Usage (DRAFT)

The pygranule package has been developed to help abstract the acquisiton of satellite data granules. Procedures for collecting satellite earth observation data for a particular target region (area of interest) is a necessary fist step an automated processing chain.

Satellite Earth observing systems and instruments are varied. Many systems observe the earth continuously, either with a fixed repetition, or based on continuous scans (swaths) as the satellite moves across the Earth.

Commonly such earth observation data is delivered in a segmented way, separated into data granules that represent different time periods of data recorded by the satellite instrument. Furthermore, some instrument data is also segmented into data channels, and data subsets (e.g. MODIS HDF-EOS and SEVIRI-HRIT data).

The little nuances in data granulation and subsetting of different instruments can easily make acquisition code inhomogeneous and cluttered.

Acquisition config files

Simple configuration files are created to describe the data acquisition. The file specifies among other things the satellite, instrument type, target area, filename pattern, granulation and data subsetting.

From the config file pygranule filter should be able to evaluate if a particular incoming data granule is part of the target data set.

TODO: Eventually user provided trigger functions will be made available to perform actions on the data, including moving/downloading the data sets to a data archive.

Periodic type acquisition:

sat_name: MSG-3
instrument: SEVIRI
type: periodic
protocol: scp
file_source_pattern: /home/msg/archive/SEVIRI/HRIT/H-000-MSG3__-MSG3________-{0}___-00000{1}___-%Y%m%d%H%M
time_step: 00:15:00
time_step_offset: 00:00:00
subsets: {IR_108:{1..8}, WV_073:{1,2,3,4,5,6,7,8}}

Orbital type acquisition:

sat_name: NOAA-19
instrument: AVHRR
type: orbital
protocol: scp
file_source_pattern: /home/msg/archive/AVHRR/avhrr_%Y%m%d_%H%M00_noaa19.hrp.bz2
time_stamp_alignment: 0.0 #beginning
time_step: 00:01:00
time_step_offset: 00:00:00
area_of_interest: (-25,62.5),(-25,67),(-13,67),(-13,62.5)


Granule filters are objects based on an acquisition configuration. They are used to validate and filter granule filenames.

They check if granules fit a particular file name pattern, subsets and granulation. They also verify that a granule observes (intersects) the area of interest.

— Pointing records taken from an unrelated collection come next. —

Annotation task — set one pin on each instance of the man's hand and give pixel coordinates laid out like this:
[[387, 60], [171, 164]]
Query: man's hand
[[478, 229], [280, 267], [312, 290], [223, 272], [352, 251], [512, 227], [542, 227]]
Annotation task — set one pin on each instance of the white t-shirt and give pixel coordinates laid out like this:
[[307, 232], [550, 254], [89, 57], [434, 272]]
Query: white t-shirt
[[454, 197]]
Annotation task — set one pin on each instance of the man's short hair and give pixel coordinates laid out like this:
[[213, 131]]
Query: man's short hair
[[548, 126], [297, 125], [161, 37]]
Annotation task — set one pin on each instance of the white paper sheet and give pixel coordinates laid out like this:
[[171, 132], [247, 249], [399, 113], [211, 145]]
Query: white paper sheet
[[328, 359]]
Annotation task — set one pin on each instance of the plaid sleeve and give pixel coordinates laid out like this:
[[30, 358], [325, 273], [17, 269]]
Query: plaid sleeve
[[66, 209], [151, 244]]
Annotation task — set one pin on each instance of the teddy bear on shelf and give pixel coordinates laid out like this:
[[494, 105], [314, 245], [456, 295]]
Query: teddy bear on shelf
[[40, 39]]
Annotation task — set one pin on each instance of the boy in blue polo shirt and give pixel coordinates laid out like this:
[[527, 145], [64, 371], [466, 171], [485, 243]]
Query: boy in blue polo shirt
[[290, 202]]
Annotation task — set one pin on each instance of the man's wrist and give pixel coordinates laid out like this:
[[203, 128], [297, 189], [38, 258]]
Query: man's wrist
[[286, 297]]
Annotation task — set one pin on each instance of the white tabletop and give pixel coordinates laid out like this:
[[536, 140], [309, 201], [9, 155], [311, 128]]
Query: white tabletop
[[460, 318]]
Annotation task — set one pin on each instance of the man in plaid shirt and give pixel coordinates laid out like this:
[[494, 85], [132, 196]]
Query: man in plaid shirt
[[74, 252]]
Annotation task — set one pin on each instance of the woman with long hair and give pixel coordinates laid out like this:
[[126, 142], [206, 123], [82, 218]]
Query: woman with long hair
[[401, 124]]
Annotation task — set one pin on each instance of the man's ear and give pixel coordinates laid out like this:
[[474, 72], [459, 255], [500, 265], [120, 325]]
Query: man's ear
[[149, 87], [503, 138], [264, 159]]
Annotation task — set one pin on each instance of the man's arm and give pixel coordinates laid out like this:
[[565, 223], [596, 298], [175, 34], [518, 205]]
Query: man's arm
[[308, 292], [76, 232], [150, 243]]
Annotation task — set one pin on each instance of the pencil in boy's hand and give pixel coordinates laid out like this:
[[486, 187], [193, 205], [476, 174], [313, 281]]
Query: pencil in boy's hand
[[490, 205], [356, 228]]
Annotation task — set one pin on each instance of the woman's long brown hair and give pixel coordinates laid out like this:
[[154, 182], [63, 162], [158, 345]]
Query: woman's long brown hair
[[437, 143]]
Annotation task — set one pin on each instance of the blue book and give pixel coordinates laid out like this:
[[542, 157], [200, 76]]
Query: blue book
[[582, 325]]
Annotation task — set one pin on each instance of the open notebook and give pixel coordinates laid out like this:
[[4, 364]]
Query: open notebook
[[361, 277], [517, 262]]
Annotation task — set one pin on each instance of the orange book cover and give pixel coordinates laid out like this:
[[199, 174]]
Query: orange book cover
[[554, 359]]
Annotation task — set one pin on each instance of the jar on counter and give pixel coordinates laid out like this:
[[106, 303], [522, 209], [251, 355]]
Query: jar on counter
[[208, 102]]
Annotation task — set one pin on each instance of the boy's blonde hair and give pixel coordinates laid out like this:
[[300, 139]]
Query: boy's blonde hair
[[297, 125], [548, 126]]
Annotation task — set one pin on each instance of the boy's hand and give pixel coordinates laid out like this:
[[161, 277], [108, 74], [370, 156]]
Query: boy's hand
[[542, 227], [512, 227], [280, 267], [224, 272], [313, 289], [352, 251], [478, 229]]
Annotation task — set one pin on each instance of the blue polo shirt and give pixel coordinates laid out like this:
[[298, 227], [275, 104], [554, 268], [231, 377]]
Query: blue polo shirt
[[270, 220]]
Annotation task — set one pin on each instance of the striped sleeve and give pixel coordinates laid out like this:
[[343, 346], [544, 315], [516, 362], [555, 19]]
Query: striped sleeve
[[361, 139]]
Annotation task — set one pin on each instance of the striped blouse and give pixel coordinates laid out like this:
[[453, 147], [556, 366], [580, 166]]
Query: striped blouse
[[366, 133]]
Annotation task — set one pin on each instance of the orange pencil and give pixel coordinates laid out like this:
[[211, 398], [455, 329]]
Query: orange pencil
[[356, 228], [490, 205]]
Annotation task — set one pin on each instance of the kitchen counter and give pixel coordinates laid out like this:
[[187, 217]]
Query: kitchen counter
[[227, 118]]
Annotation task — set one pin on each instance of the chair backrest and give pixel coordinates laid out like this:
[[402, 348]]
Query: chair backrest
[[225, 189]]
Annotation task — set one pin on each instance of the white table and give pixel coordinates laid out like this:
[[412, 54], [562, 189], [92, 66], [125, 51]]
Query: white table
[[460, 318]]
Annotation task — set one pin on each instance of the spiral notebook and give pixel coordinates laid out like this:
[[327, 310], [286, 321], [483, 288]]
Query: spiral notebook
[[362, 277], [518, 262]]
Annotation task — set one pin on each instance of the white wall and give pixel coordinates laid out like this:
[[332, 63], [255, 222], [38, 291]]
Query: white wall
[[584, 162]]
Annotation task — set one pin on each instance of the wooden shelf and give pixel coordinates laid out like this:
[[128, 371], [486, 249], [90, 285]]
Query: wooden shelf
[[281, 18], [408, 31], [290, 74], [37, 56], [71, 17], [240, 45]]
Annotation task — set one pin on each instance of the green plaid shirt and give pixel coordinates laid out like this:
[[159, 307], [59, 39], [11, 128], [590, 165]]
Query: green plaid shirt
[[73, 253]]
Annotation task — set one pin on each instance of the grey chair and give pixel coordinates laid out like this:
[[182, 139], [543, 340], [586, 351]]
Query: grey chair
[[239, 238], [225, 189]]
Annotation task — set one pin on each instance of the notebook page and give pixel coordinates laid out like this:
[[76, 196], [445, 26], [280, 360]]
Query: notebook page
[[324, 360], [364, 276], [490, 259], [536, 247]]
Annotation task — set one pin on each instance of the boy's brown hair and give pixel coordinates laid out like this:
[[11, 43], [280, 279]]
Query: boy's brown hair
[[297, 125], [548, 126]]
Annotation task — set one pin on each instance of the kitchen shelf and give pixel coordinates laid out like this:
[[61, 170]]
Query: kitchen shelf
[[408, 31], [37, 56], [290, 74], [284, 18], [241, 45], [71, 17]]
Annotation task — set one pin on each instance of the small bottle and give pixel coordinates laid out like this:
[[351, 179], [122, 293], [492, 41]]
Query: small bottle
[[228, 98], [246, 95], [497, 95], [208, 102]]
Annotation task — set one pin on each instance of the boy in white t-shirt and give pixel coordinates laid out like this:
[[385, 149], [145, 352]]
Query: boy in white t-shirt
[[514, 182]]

loading filters from configs

First off, all acquisition config files should be placed in the same folder, and the PYGRANULE_CONFIG_PATH environment variable should point to this folder, e.g.,

$ export PYGRANULE_CONFIG_PATH=$HOME/etc/pygranule/

or when testing in the source code directory,


We can then load these configurations as GranuleFilter objects,

>>> from pygranule import get_granule_filters
>>> filters = get_granule_filters()

Every valid configuration file will then be loaded as part of an a GranuleFilter. The filters can be printed to show their configuration,

>>> for c in filter:
>>>     print filter[c]

creating a filter by hand

Alternatively GranuleFilters can be created by hand or in custom code,

>>> from pygranule import OrbitalGranuleFilter
>>> config = {'config_name':"NOAA_19_AVHRR",
              'sat_name':"NOAA 19",
>>> gf = OrbitalGranuleFilter(config)

validating a granule filename

Incoming filenames can be evaluated against the filter configuration. A successful match is a filename that matches in pattern, subset, granulation (time_step) and samples the area of interest:

>>> filename="/home/msg/archive/AVHRR/avhrr_20140204_141500_noaa19.hrp.bz2"
>>> print "filename match:", gf.validate(filename)
--> filename match: True

Orbital type GranuleFilters have an OrbitalLayer instance (see below). The orbital layer accesses information from an orbital toolkit (pyorbital) to evaluate the intersection of the granule and AOI. With the orbital layer, we can plot the granule and AOI to check our result visually:

>>> t = gf.file_name_parser.time_from_filename(filename)
>>> gf.orbital_layer.show_swath(t,1)

filtering filenames

Perhaps the most common use for the filter would be to listing a directory for some filenames, then filtering out those that match the configuration:

>>> files = ["blabla",
>>> wanted_files = gf(files)
>>> print wanted_files


Filename parser objects handle the parsing of a filename strings, verifying form, extracting time, subset names. The file name parser together with the orbital layer are used by GranuleFilter to verify filenames and area of interest intersects.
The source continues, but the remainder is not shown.